To solve the above-mentioned problem, U.S. Pat. No. 5,652,774 discloses a central processing unit (CPU) having a rename register file comprising a plurality of rename registers to reduce the number of cycles required to execute instructions. The data processing method of the CPU includes a step of loading, in response to executing a first load instruction, data into the rename register file from a cache. The method further includes the steps of executing a second load register having a source register, and determining, during the execution of the subsequent instruction, that the requested data reside in a rename register of the rename register file. The method also includes the step of substituting the source register with the rename register containing the requested data.

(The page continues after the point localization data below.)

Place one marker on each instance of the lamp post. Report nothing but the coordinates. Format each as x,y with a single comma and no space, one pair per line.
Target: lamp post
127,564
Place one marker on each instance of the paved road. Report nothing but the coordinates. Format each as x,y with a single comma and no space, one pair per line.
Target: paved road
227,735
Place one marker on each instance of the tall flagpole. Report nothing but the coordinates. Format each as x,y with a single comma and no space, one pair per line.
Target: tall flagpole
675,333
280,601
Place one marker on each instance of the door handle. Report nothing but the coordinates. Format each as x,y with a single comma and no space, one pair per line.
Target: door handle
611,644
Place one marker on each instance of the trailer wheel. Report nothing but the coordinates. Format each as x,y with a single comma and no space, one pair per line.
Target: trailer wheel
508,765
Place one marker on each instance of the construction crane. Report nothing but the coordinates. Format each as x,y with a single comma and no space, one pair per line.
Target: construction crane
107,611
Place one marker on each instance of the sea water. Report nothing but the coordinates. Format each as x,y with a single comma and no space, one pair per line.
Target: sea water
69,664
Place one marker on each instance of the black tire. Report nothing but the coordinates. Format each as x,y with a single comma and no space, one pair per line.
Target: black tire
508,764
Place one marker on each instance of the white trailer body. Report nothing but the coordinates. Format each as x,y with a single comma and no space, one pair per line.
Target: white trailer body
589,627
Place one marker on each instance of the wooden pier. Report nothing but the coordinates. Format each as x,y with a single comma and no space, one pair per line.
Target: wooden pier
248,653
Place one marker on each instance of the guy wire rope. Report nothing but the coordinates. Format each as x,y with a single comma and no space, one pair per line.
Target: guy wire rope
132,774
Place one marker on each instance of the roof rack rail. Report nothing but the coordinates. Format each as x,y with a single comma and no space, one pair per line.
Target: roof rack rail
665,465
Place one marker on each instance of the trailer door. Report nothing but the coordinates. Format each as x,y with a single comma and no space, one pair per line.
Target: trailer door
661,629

The rename register file has typically been used for allowing the conventional CPU to execute instructions in non-sequential fashion, thereby reducing the cycle times of the subsequent instructions. However, the CPU generally maintains the association between the rename register and the second subsequent instruction for a longer period. The rename register cannot be timely freed to execute a new instruction. Therefore, the conventional CPU causes a substantial increase in the number of the registers. Furthermore, reading/writing data from/into the cache also results in a long latency.
To solve the above-mentioned problem, U.S. Pat. No. 6,314,511 discloses an improved processor with a rename register file which comprises a plurality of rename registers. The processor employs an indicator to timely free a rename register from association with an old instruction, so the rename register is available to execute another instruction. However, processor is combined with the complicated out-of-order register-renaming mechanisms. In other words, after instructions are fetched and then decoded, the register-renaming mechanism is dynamically performed to rename the registers to index re-order buffers that only appear in out-of-order mechanisms. Therefore, the register-renaming mechanism for the out-of-order processing processor is more complicated than for the in-order processing processors.
Hence, an improved pixel processing system is desired to overcome the above-mentioned shortcomings.